When I made the difficult decision to spend money on a screening of The Smurfs 2 (by which I mean “It was the only thing playing when I got to the theater and I was going to see something on my day off, God damn it!“), I was hoping for one of two outcomes:
It would be funny in a Birdemic or The Room sort of way, with sheer ineptitude providing more entertainment value than any conscious, deliberate effort ever could
It would be a pleasant surprise, which is certainly not unheard of within the “kids’ movie” sub-genre.
Based solely on its bare bones premise, Smurfs 2 actually had the potential to fit snugly into the latter category. Like many great family films, it is, at its heart, a tale of existential crisis: Smurfette, who was created by the evil wizard Gargamel to destroy Smurf society from within before being redeemed by the saintly Papa Smurf (an origin surprisingly loyal to the source material), finds herself questioning where she truly belongs. When she is kidnapped by Gargamel and his two newly-minted pseudo-Smurfs (dubbed “The Naughties"), she is tempted to revert back to her wicked ways, and (much like Superman in this year’s Man of Steel, now that I think about it) must choose between her dark heritage and her adopted home.
Unfortunately, despite this promising framework, the makers of Smurfs 2 botched the execution, showing absolutely no respect for their young audience.
“Every year on my birthday, I dream about where I came from and wonder… do I really belong here?,” Smurfette sobs in an early scene.
“And every year I remind you that it doesn’t matter where you came from; what matters is who you choose to be,” Papa Smurf gently reassures her while simultaneously illuminating the central theme in insultingly unambiguous terms.
Such obnoxiously on-the-nose storytelling has no place in a genre that has been redefined by such compelling works as Spirited Away, Up, ParaNorman, and Hugo. Even Neil Patrick Harris, a consummate professional, seems bored by the material, skating by on charm alone, just barely earning his paycheck. Series newcomer Brendan Gleeson, playing Neil’s over-enthusiastic stepfather, fares a bit better. Much like Ron Perlman, Gleeson tends to enrich any project in which he participates, and Smurfs 2 is no exception: although he’s mostly playing a live action cartoon, he rises to the occasion when the script demands drama, contributing genuine emotion to the film’s single effective scene.

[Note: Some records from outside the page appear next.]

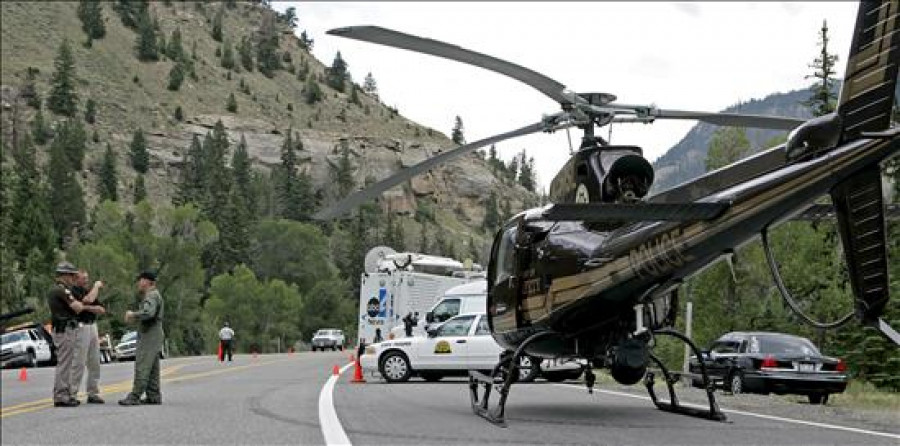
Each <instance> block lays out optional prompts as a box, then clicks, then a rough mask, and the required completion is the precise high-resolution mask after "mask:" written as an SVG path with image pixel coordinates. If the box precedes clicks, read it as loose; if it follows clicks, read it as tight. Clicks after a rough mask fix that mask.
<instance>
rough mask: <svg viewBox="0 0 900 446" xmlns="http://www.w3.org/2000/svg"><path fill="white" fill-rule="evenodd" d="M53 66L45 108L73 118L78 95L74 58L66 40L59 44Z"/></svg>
mask: <svg viewBox="0 0 900 446" xmlns="http://www.w3.org/2000/svg"><path fill="white" fill-rule="evenodd" d="M53 65H54V67H55V71H54V72H53V76H52V77H51V78H50V85H51V87H50V95H49V96H47V108H49V109H50V111H52V112H53V113H56V114H58V115H64V116H75V112H76V111H77V107H78V95H77V94H76V93H75V56H74V55H72V49H71V48H70V47H69V41H68V40H63V42H62V44H60V46H59V52H58V53H57V56H56V60H54V62H53Z"/></svg>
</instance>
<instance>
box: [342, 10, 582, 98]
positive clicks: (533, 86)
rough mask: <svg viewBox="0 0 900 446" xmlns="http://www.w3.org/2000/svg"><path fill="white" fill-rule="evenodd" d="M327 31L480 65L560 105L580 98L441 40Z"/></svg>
mask: <svg viewBox="0 0 900 446" xmlns="http://www.w3.org/2000/svg"><path fill="white" fill-rule="evenodd" d="M326 34H330V35H333V36H339V37H346V38H348V39H356V40H362V41H364V42H371V43H377V44H381V45H386V46H392V47H394V48H402V49H405V50H410V51H416V52H419V53H424V54H430V55H432V56H437V57H443V58H445V59H450V60H455V61H457V62H462V63H466V64H469V65H474V66H476V67H481V68H484V69H486V70H491V71H493V72H496V73H500V74H503V75H506V76H509V77H511V78H513V79H516V80H518V81H520V82H523V83H525V84H527V85H529V86H531V87H532V88H534V89H536V90H538V91H540V92H541V93H544V94H545V95H547V96H549V97H550V99H553V100H554V101H556V102H559V103H560V104H572V103H574V102H576V101H578V100H579V99H580V98H578V97H577V96H576V95H575V94H574V93H572V92H569V91H566V86H565V85H563V84H561V83H559V82H557V81H555V80H553V79H550V78H549V77H547V76H544V75H543V74H541V73H538V72H536V71H533V70H530V69H528V68H525V67H523V66H520V65H516V64H514V63H512V62H507V61H505V60H502V59H498V58H496V57H492V56H488V55H486V54H481V53H478V52H475V51H472V50H467V49H465V48H462V47H460V46H456V45H451V44H449V43H444V42H441V41H439V40H433V39H425V38H422V37H418V36H413V35H410V34H404V33H401V32H397V31H394V30H390V29H387V28H382V27H379V26H348V27H344V28H335V29H332V30H329V31H328V32H327V33H326Z"/></svg>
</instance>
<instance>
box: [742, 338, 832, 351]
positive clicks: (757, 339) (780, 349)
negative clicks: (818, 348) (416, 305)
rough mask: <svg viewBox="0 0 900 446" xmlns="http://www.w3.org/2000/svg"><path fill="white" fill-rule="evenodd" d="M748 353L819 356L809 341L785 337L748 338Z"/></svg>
mask: <svg viewBox="0 0 900 446" xmlns="http://www.w3.org/2000/svg"><path fill="white" fill-rule="evenodd" d="M749 352H750V353H771V354H776V355H803V356H811V355H813V356H819V350H818V349H816V346H814V345H813V344H812V342H810V341H809V340H807V339H804V338H795V337H787V336H750V348H749Z"/></svg>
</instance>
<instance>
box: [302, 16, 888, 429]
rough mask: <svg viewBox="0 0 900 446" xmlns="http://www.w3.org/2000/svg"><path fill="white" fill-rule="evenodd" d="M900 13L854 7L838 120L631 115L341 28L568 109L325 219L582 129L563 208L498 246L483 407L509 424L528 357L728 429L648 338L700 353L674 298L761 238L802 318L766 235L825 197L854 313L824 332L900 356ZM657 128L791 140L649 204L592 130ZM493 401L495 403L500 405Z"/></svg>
mask: <svg viewBox="0 0 900 446" xmlns="http://www.w3.org/2000/svg"><path fill="white" fill-rule="evenodd" d="M898 2H900V0H882V1H872V2H870V1H863V2H861V3H860V7H859V12H858V16H857V21H856V28H855V34H854V36H853V41H852V45H851V50H850V55H849V58H848V64H847V70H846V76H845V80H844V84H843V89H842V90H841V94H840V100H839V104H838V108H837V111H836V112H835V113H832V114H830V115H826V116H822V117H819V118H815V119H812V120H809V121H803V120H798V119H793V118H784V117H770V116H759V115H745V114H727V113H704V112H691V111H678V110H662V109H658V108H656V107H654V106H635V105H623V104H618V103H615V102H614V101H615V100H616V97H615V96H613V95H611V94H607V93H574V92H571V91H569V90H567V89H566V88H565V86H564V85H562V84H561V83H559V82H557V81H555V80H553V79H550V78H548V77H546V76H544V75H542V74H540V73H536V72H534V71H532V70H529V69H527V68H524V67H521V66H518V65H515V64H512V63H510V62H506V61H503V60H500V59H497V58H494V57H491V56H487V55H484V54H480V53H477V52H474V51H470V50H466V49H464V48H460V47H458V46H454V45H449V44H447V43H443V42H439V41H435V40H430V39H424V38H420V37H416V36H411V35H408V34H403V33H399V32H396V31H392V30H388V29H384V28H379V27H374V26H360V27H348V28H338V29H334V30H331V31H329V32H328V33H329V34H332V35H336V36H341V37H346V38H351V39H357V40H362V41H367V42H372V43H378V44H382V45H387V46H392V47H396V48H402V49H407V50H411V51H416V52H420V53H425V54H430V55H433V56H438V57H443V58H447V59H451V60H456V61H459V62H463V63H467V64H470V65H475V66H478V67H481V68H485V69H488V70H491V71H495V72H497V73H501V74H504V75H507V76H509V77H512V78H514V79H517V80H519V81H522V82H524V83H526V84H528V85H530V86H532V87H534V88H535V89H537V90H538V91H540V92H542V93H544V94H545V95H547V96H548V97H550V98H551V99H554V100H555V101H557V102H558V103H559V104H560V106H561V107H562V111H560V112H558V113H555V114H552V115H549V116H545V117H544V118H543V119H542V120H541V121H540V122H537V123H535V124H531V125H529V126H526V127H522V128H520V129H516V130H512V131H510V132H507V133H503V134H500V135H496V136H492V137H489V138H485V139H482V140H480V141H476V142H473V143H470V144H466V145H463V146H460V147H458V148H455V149H453V150H450V151H447V152H444V153H442V154H440V155H438V156H435V157H433V158H430V159H427V160H425V161H423V162H421V163H420V164H417V165H415V166H412V167H410V168H407V169H404V170H401V171H400V172H398V173H396V174H395V175H393V176H391V177H389V178H387V179H384V180H381V181H380V182H378V183H375V184H373V185H371V186H369V187H368V188H366V189H364V190H362V191H359V192H356V193H354V194H351V195H350V196H348V197H346V198H344V199H343V200H341V201H339V202H338V203H336V204H334V205H333V206H332V207H331V208H328V209H325V210H323V211H321V212H319V213H318V214H316V216H315V217H316V218H319V219H330V218H334V217H337V216H339V215H341V214H343V213H345V212H347V211H349V210H351V209H353V208H354V207H356V206H357V205H359V204H361V203H363V202H365V201H367V200H369V199H372V198H375V197H377V196H378V195H380V194H381V193H382V192H384V191H385V190H387V189H389V188H391V187H393V186H396V185H398V184H401V183H403V182H405V181H407V180H409V179H410V178H412V177H414V176H416V175H418V174H420V173H423V172H425V171H427V170H429V169H431V168H433V167H435V166H437V165H439V164H441V163H444V162H446V161H448V160H450V159H453V158H456V157H459V156H461V155H463V154H466V153H469V152H471V151H473V150H476V149H478V148H480V147H485V146H487V145H490V144H493V143H496V142H499V141H502V140H505V139H509V138H513V137H517V136H522V135H526V134H530V133H536V132H540V131H544V132H552V131H555V130H559V129H564V128H569V127H578V128H580V129H581V130H582V131H583V132H584V136H583V138H582V141H581V147H580V150H578V151H577V152H576V153H575V154H574V155H573V156H572V157H571V159H570V160H569V161H568V162H567V163H566V164H565V166H564V167H563V168H562V170H561V171H560V172H559V173H558V174H557V176H556V177H555V178H554V179H553V181H552V183H551V188H550V198H551V200H552V201H553V204H550V205H548V206H545V207H541V208H536V209H529V210H526V211H524V212H522V213H520V214H518V215H516V216H515V217H513V218H512V219H511V220H509V221H508V222H507V223H506V224H505V226H504V227H503V228H502V229H501V230H500V231H499V232H498V234H497V236H496V238H495V239H494V242H493V246H492V249H491V257H490V264H489V270H488V301H487V309H486V311H487V315H488V320H489V322H490V328H491V333H492V335H493V337H494V339H496V341H497V342H498V343H499V344H500V345H501V346H503V347H504V348H505V349H506V352H505V353H504V354H502V355H501V357H500V361H499V363H498V364H497V366H496V367H495V368H494V370H493V371H492V373H491V375H490V376H488V375H486V374H483V373H479V372H471V374H470V383H469V386H470V391H471V397H472V408H473V410H474V411H475V413H476V414H478V415H480V416H482V417H485V418H486V419H488V420H490V421H492V422H494V423H496V424H500V425H504V424H505V422H504V408H505V404H506V398H507V395H508V392H509V388H510V386H511V385H512V384H513V382H515V379H516V377H517V376H518V373H517V368H518V364H520V363H519V359H520V358H521V357H522V356H523V355H529V356H532V357H539V358H579V359H581V360H583V361H584V362H585V363H586V364H587V366H586V370H585V382H586V384H587V386H588V389H589V390H590V389H591V388H592V387H593V385H594V381H595V378H594V374H593V373H592V368H597V367H603V368H608V369H609V370H610V372H611V374H612V376H613V377H614V378H615V379H616V380H617V381H618V382H620V383H623V384H636V383H638V382H639V381H641V379H643V380H644V382H645V384H646V386H647V389H648V391H649V393H650V396H651V399H652V401H653V403H654V404H655V405H656V406H657V407H658V408H660V409H663V410H667V411H672V412H677V413H683V414H687V415H693V416H700V417H705V418H709V419H713V420H725V416H724V414H723V413H722V412H721V411H720V410H719V407H718V405H717V403H716V400H715V397H714V394H713V391H712V386H711V385H710V381H709V378H708V376H707V374H706V371H705V370H703V371H702V375H703V376H702V380H703V382H704V387H706V389H707V390H706V391H707V396H708V400H709V408H708V409H695V408H692V407H687V406H683V405H681V404H679V402H678V398H677V395H676V394H675V390H674V387H673V383H674V382H675V381H676V380H677V379H678V377H677V375H676V374H675V373H672V372H670V371H669V370H668V369H667V368H666V367H665V365H664V364H663V363H662V362H661V361H660V360H659V359H658V358H657V357H656V356H655V355H654V354H653V353H652V351H651V350H652V345H654V344H653V343H654V336H659V335H667V336H673V337H675V338H677V339H680V340H682V341H683V342H685V343H687V344H688V345H689V346H690V348H691V349H692V350H693V352H694V354H695V355H697V356H698V357H700V351H699V350H698V348H697V347H696V345H694V343H693V342H692V341H691V340H690V339H688V338H687V337H686V336H684V335H682V334H681V333H679V332H677V331H675V330H674V324H675V318H676V309H677V301H678V289H679V286H680V284H681V283H682V281H683V280H684V279H685V278H686V277H689V276H691V275H692V274H695V273H696V272H698V271H699V270H701V269H702V268H704V267H706V266H708V265H709V264H710V263H712V262H714V261H716V260H718V259H720V258H722V257H723V256H727V255H729V254H730V253H732V252H733V250H734V249H735V248H736V247H738V246H741V245H743V244H745V243H747V242H749V241H750V240H751V239H753V238H755V237H756V236H761V240H762V242H763V247H764V250H765V252H766V255H767V259H768V262H769V266H770V269H771V272H772V275H773V278H774V280H775V283H776V285H777V287H778V289H779V290H780V292H781V294H782V296H783V297H784V298H785V300H787V301H788V303H790V304H792V308H795V309H796V306H795V305H793V300H792V297H791V296H790V293H789V291H788V290H787V289H786V288H785V286H784V284H783V281H782V280H781V276H780V274H779V272H778V268H777V265H776V263H775V260H774V258H773V256H772V253H771V250H770V249H769V243H768V238H767V236H766V234H767V231H768V229H769V228H770V227H772V226H774V225H776V224H778V223H780V222H783V221H785V220H788V219H791V218H792V217H795V216H797V215H801V214H803V213H804V212H806V210H807V209H808V208H810V206H811V205H813V202H814V201H815V200H816V199H818V198H819V197H820V196H822V195H824V194H830V196H831V199H832V202H833V206H834V212H835V214H836V215H837V222H838V227H839V232H840V235H841V240H842V243H843V245H844V255H845V258H846V261H847V265H848V270H849V273H850V281H851V286H852V289H853V294H854V302H855V304H854V311H853V312H852V313H851V314H849V315H847V316H846V317H844V318H843V319H841V320H840V321H837V322H836V323H831V324H820V325H821V326H837V325H839V324H842V323H844V322H846V321H847V320H850V319H851V318H852V316H853V315H854V314H855V316H856V317H857V318H858V319H859V320H860V321H861V322H862V323H865V324H870V325H873V326H875V327H876V328H878V329H879V330H880V331H881V332H882V333H884V334H885V335H886V336H888V337H889V338H890V339H892V340H893V341H894V342H896V343H898V344H900V335H898V333H897V332H895V331H894V330H893V329H891V327H889V326H888V325H887V324H886V323H885V322H884V321H883V320H881V319H880V316H881V314H882V313H883V311H884V308H885V306H886V304H887V302H888V298H889V295H888V277H887V274H888V268H887V265H888V264H887V248H886V231H885V222H884V220H885V206H884V201H883V197H882V189H881V177H880V167H879V163H881V162H882V161H883V160H885V159H887V158H889V157H892V156H895V155H896V154H898V153H900V138H898V136H900V129H898V128H897V127H896V126H895V127H892V123H891V112H892V107H893V104H894V97H895V90H896V88H897V73H898V70H897V64H898V62H900V13H898ZM657 119H694V120H700V121H704V122H709V123H713V124H718V125H728V126H742V127H759V128H771V129H784V130H791V129H793V131H792V133H791V134H790V136H789V138H788V141H787V142H786V143H785V144H783V145H779V146H777V147H774V148H771V149H769V150H767V151H764V152H761V153H759V154H757V155H755V156H752V157H750V158H747V159H744V160H742V161H739V162H736V163H734V164H731V165H729V166H726V167H723V168H721V169H719V170H716V171H714V172H710V173H708V174H706V175H704V176H701V177H699V178H697V179H694V180H692V181H689V182H687V183H684V184H682V185H680V186H677V187H675V188H673V189H670V190H668V191H664V192H662V193H659V194H656V195H652V196H648V193H649V190H650V186H651V184H652V182H653V176H654V172H653V168H652V167H651V165H650V163H648V162H647V160H646V159H645V158H643V156H642V153H641V149H640V148H638V147H633V146H617V145H616V146H614V145H610V144H608V143H607V142H606V141H605V140H604V139H603V138H601V137H600V136H598V135H596V134H595V129H597V128H599V127H602V126H605V125H609V124H611V123H615V122H642V123H651V122H653V121H655V120H657ZM814 206H815V205H814ZM654 364H655V366H656V367H657V368H658V370H659V372H660V373H662V375H663V379H664V381H665V384H666V385H667V389H668V393H669V397H670V398H669V401H661V400H659V399H657V397H656V395H655V392H654V389H653V387H654V380H655V374H656V373H657V372H654V371H653V370H651V369H649V366H651V365H654ZM701 365H702V362H701ZM482 388H483V391H481V389H482ZM494 389H496V391H497V392H498V393H499V403H498V404H497V405H496V406H495V407H493V408H490V407H489V399H490V394H491V391H492V390H494Z"/></svg>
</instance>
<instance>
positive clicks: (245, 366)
mask: <svg viewBox="0 0 900 446" xmlns="http://www.w3.org/2000/svg"><path fill="white" fill-rule="evenodd" d="M288 359H292V358H286V359H277V360H273V361H266V362H258V363H252V364H247V365H241V366H236V367H229V368H227V369H219V370H211V371H208V372H197V373H192V374H188V375H182V376H177V377H173V378H168V379H162V378H165V377H167V376H169V375H172V374H174V373H175V372H177V371H178V370H179V369H181V368H183V367H185V366H188V365H193V364H197V363H196V362H195V363H189V364H179V365H175V366H171V367H166V368H164V369H162V370H161V371H160V373H159V376H160V378H161V379H160V381H162V382H163V383H173V382H179V381H187V380H190V379H196V378H202V377H206V376H213V375H219V374H223V373H229V372H237V371H240V370H244V369H248V368H253V367H259V366H263V365H269V364H274V363H276V362H283V361H286V360H288ZM131 385H132V381H131V380H127V381H120V382H118V383H115V384H110V385H106V386H103V387H101V388H100V395H108V394H113V393H122V392H127V391H130V390H131ZM78 395H79V396H81V397H83V396H85V393H84V392H81V393H79V394H78ZM50 407H53V399H52V398H44V399H41V400H37V401H31V402H27V403H21V404H15V405H12V406H7V407H3V408H0V419H3V418H6V417H10V416H13V415H20V414H23V413H30V412H35V411H38V410H43V409H47V408H50Z"/></svg>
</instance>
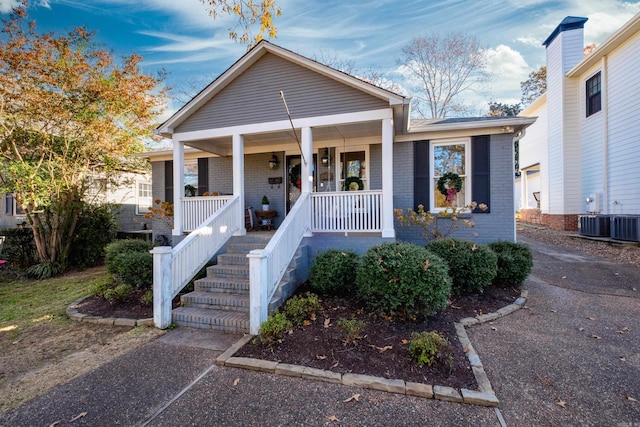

Sadly, the animated heroes lack the personality of their thinly-drawn flesh-and-blood counterparts. The late Jonathan Winters is pitch perfect as Papa Smurf, delivering an appropriately compassionate, grandfatherly vocal performance, but he deserved a much better cinematic send off. Katy Perry and Christina Ricci sketch a semi-interesting relationship between Smurfette and Vexy, but both overcompensate for the slight screenplay by overacting to an annoying degree. Grouchy, Clumsy, and Vanity—a comedic trio so bland and anonymous that you’d never guess George Lopez, Anton Yelchin, and John Oliver were responsible for failing to bring them to life—fall short of even the one-note gimmicks their names would imply.
Ultimately, that is the greatest storytelling sin committed by Smurfs 2: it’s a generic, disposable, boring waste of time and talent, making it impossible to enjoy on any level. It doesn’t even approach the legendary status of “So-Bad-It’s-Good.“ It’s just plain bad.